Sun, Sep 30, 2007 - Page 5 News List

Bush authorizes millions in energy aid for North Korea

TALKS The move was in response to Pyongyang's progress on reporting its nuclear facilities, but the US negotiator said that more needs to be done


Six-nation talks on North Korea's nuclear program entered a third day yesterday after US President George W. Bush authorized US$25 million in energy aid for the impoverished nation.

Chief US negotiator Christopher Hill said he expected the morning's talks to centre on fuel aid, while also making a surprise announcement that the talks could wind up in the afternoon, a day ahead of schedule.

"I think we're going to be discussing a lot of details, and today the details are probably more about fuel assistance," Hill told reporters before leaving his hotel for the morning's meetings.

White House spokesman Gordon Johndroe said on Friday Bush had given the go-ahead for US$25 million in fuel aid for 50,000 tonnes of heavy fuel oil.

The aid was in response to North Korea's progress on reporting and disabling its nuclear facilities as required in a February "Initial Actions" agreement aimed at halting Pyongyang's drive for nuclear weapons, he said.

The move came after Hill said on Friday that North Korea had agreed to take further steps toward ending its nuclear weapons programs.

But Hill also said on Friday that more needed to be done in pushing forward the negotiating process, and yesterday morning the US envoy suggested he was getting ready to go home.

"I've got a plane reservation for this afternoon. I've got to get back to New York.
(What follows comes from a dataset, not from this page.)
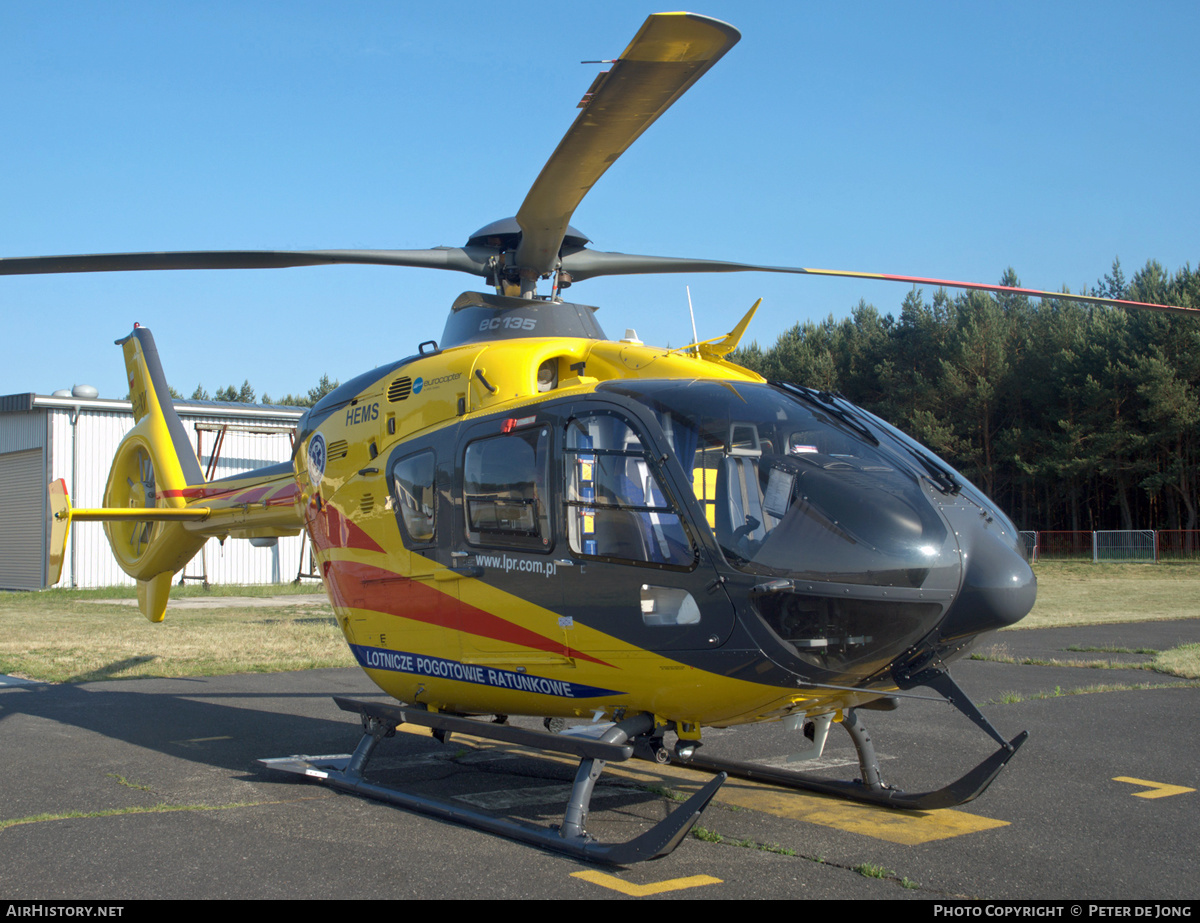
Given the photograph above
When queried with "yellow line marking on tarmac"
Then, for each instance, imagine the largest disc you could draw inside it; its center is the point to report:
(642, 891)
(1153, 790)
So I hope we can wrap things up today," he said.

Other delegates said they still expected another day of talks before concluding this round of meetings today.

"A flight reservation can be cancelled or rescheduled anytime," a member of the South Korean delegation said. "We, the South Korean delegates, still plan to head back home on Monday if the six-party talks wrap up on Sunday as scheduled."

The chief envoys from the six nations -- China, the two Koreas, the US, Japan and Russia -- were scheduled to meet yesterday morning.

North Korea had signaled ahead of this week's session that it was willing to continue pushing ahead with a landmark disarmament deal brokered in February in the six-nation forum.

That deal saw North Korea agree to abandon the nuclear weapons programs it has spent decades developing in return for 1 million tonnes of fuel oil or equivalent aid, as well as diplomatic and security concessions.

In July, North Korea shut down its main nuclear reactor at Yongbyon and four other related facilities.